There is a complaint I hear in some version on almost every product team.
"There are too many steps."
"Why does this take so many clicks?"
"Can we just put everything on one screen?"
It usually comes from an executive looking at a flow and feeling like it is heavier than it should be. Sometimes it comes from a practitioner trying to figure out what feels off about an experience. And sometimes it comes from the practitioner on the other side of the argument, the one insisting that the number of clicks is not actually the problem.
Here is the thing. Both sides are partly right, and both sides are usually missing what is really going on.
Clicks are a symptom, not the disease
When someone says a flow has too many clicks, they are rarely upset about the clicks themselves. They are upset about how the experience feels. Slow. Effortful. Confusing. The click count is just the most visible thing to point at, so that is what gets blamed.
But counting clicks tells you almost nothing on its own. A five-click flow can feel effortless if each step is obvious and the path forward is clear. A two-click flow can feel terrible if either of those clicks makes the person stop and think about what to do next. The pain is not in the quantity. It is in the friction.
I learned this clearly on a project where, on paper, the product had everything. All the right features. All the things users had asked for. User testing confirmed it. And yet using the product was genuinely painful. The filters people needed were buried. Getting to them took effort. The experience was friction-heavy in a way that no feature list could capture and no click count could explain.
The features were not the problem. The number of steps was not really the problem either. The problem was that every step asked the user to work harder than they should have.
What friction actually is
Friction is the small moment of resistance between someone wanting to do a thing and being able to do it. It shows up as hesitation. As a pause where the person is not sure what to click. As a back button pressed because they ended up somewhere they did not expect. As a form field that asks for information they do not have on hand.
None of these are about quantity. They are about clarity, predictability, and effort. A flow can be long and have very little friction. A flow can be short and be full of it.
This is why "reduce the number of clicks" is often the wrong instruction. If you collapse five clear steps into two confusing ones, you have technically reduced clicks while making the experience worse. You optimized the metric and lost the point.
Seamless does not mean invisible work. It means invisible effort.

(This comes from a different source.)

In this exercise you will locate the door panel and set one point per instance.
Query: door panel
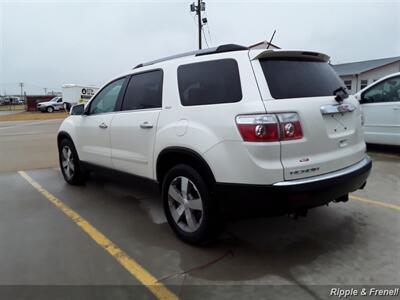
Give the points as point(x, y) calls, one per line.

There is a line from Futurama that captures this better than most UX writing I have read. In the episode "Godfellas," a god-like entity tells Bender, "When you do things right, people won't be sure you've done anything at all."

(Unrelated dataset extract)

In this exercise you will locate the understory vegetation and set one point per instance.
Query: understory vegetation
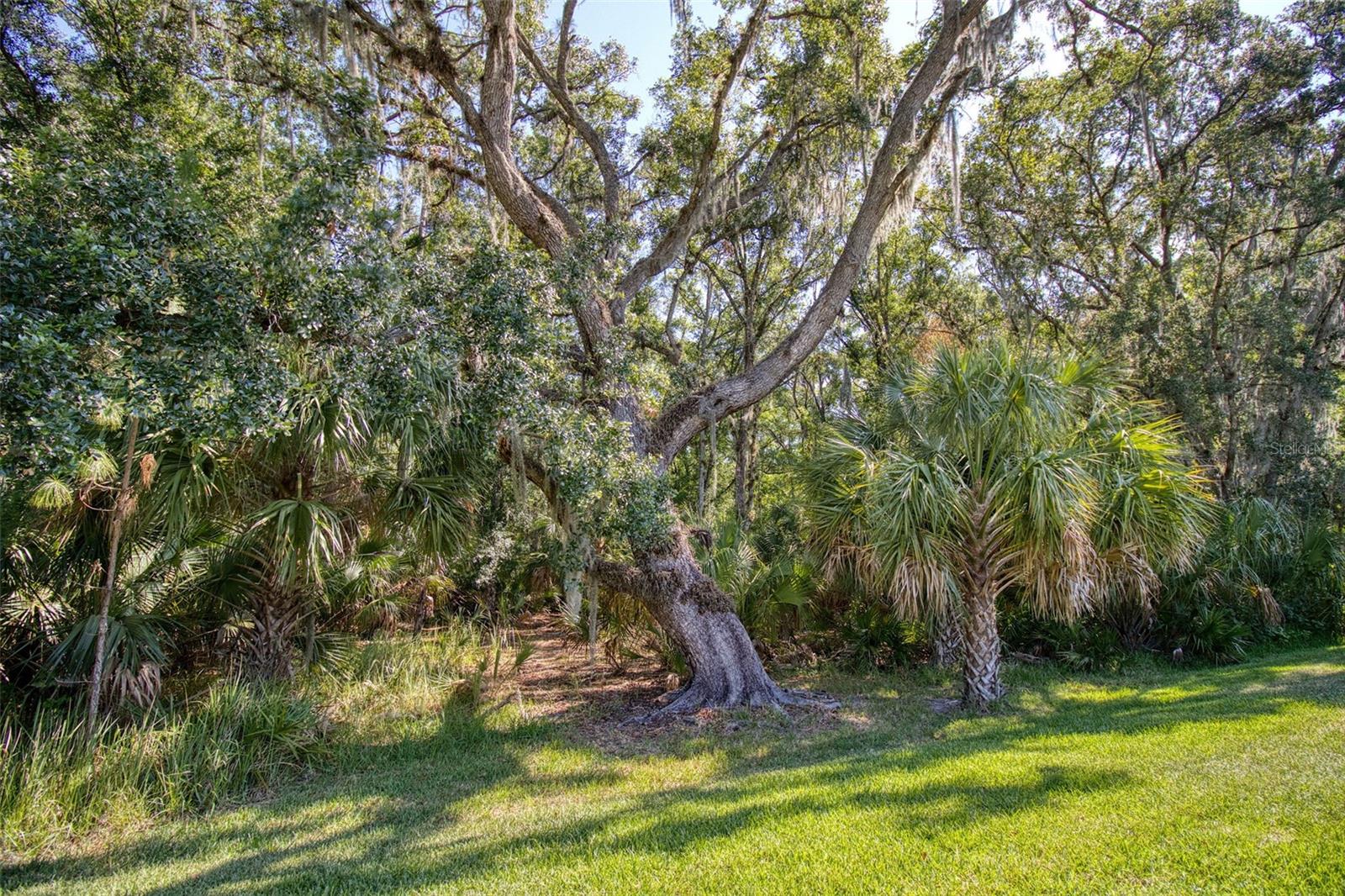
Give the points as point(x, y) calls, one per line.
point(985, 390)
point(1228, 779)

That is the goal of good experience design.
When a flow is designed well, the person moving through it does not notice the design. They do not think about the steps. They do not count the clicks. They just accomplish what they came to do and move on. The work that went into making it feel effortless is invisible to them, and that is exactly the sign that it worked.

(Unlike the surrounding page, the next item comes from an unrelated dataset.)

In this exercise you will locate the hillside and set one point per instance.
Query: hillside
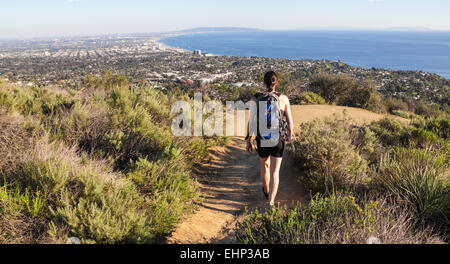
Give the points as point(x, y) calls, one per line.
point(230, 182)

A seamless experience is not one with the fewest steps. It is one where the steps disappear from the user's awareness because none of them required stopping to think.
So how do you actually diagnose it?
When someone on your team says there are too many clicks, treat that as a starting question, not a conclusion. The real questions underneath it are:
Where in this flow does the person hesitate? Watch a real user move through it. Do not guide them. Notice where they slow down, where they look around the screen, where they pull back. Those are your friction points, and they may have nothing to do with the click that prompted the complaint.
Is each step clear about what it is asking and why? A step that makes sense is not friction, even if it is one more step. A step the user does not understand is friction, even if it is the only one.
Is the effort proportional to the value? People will happily take several steps for something that matters to them. They will resent a single step that feels pointless. The question is not how many clicks, it is whether each one earns its place.
Is the friction in the design, or is it behind the design? Sometimes the experience feels heavy because of a layout or interaction choice. Other times it feels heavy because of a deeper structural issue, a confusing information architecture, a process that genuinely is more complicated than it needs to be, or a feature trying to do too much. Cutting a click will not fix a structural problem. It just hides it for a moment.
The takeaway
The next time someone tells you a product has too many clicks, resist the urge to immediately start removing them. Ask what is actually creating the friction. The answer is usually not the count. It is something about clarity, effort, or structure that the click count was standing in for.
The real measure of a good experience is not how few steps it has. It is whether the person moving through it ever had to stop and think about the steps at all.
When you get it right, they will not notice you did anything at all. And that is the point.